Prep 20 mins
Cook 0 mins
From Parade magazine. Serve with a side dish of coarse salt.
- 2 cups watermelon, seeded and cubed (3/4 inch cubes)
- 4 plum tomatoes, ripe,cut into 8 pieces each
- 1 seedless cucumber, peeled,halved lengthwise and cut into 1/2 inch pieces (English)
- 2 tablespoons virgin olive oil
- 1⁄4 cup fresh basil leaf, chiffonade
- fresh ground pepper, to tast
- Prepare all ingredients ahead of time and store separately.
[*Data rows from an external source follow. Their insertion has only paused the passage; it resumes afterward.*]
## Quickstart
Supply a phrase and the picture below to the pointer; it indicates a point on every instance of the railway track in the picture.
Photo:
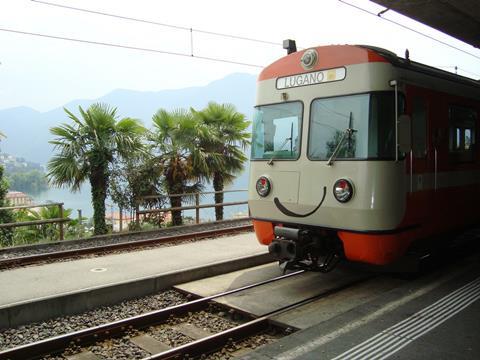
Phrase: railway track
(140, 330)
(16, 257)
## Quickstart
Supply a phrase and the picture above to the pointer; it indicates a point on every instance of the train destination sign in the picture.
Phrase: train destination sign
(312, 78)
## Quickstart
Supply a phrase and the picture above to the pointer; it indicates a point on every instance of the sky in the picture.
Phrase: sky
(44, 73)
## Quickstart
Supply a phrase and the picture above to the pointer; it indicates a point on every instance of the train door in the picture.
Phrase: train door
(420, 160)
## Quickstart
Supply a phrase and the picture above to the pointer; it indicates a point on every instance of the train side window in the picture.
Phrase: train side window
(419, 127)
(463, 130)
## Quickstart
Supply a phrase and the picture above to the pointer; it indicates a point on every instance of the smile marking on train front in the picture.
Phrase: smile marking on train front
(287, 212)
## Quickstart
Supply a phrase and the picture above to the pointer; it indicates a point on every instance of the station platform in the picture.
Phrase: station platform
(433, 317)
(131, 274)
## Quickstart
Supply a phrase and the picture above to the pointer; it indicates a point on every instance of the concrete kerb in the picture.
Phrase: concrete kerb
(86, 299)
- Just before serving, drain the water from the watermelon, tomato and cucumber in a colander and place them in a serving bowl.
- Toss with olive oil, basil and pepper.
- Serve immediately.
YUK! I'm sorry. I just made a batch of this, had some and threw the rest away.
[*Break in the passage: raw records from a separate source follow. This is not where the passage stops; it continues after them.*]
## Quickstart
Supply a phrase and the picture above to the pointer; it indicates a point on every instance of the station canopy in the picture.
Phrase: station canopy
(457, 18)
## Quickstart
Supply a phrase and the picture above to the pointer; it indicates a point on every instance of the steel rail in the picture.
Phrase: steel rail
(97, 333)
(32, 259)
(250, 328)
I had a watermelon that needed to be used ASAP before it started to ferment and this was a perfect way of using it. Very popular with the kids. Went well with a Middle Eastern theme of tabbouleh, falafel etc. Very easy to make with readily available summer ingredients.
I wasn't really sure what it was going to taste like, but it has all my favorite ingredients so it can't go wrong! Wow, what a simple and refreshing combination! I'll be eating this often. Thank you!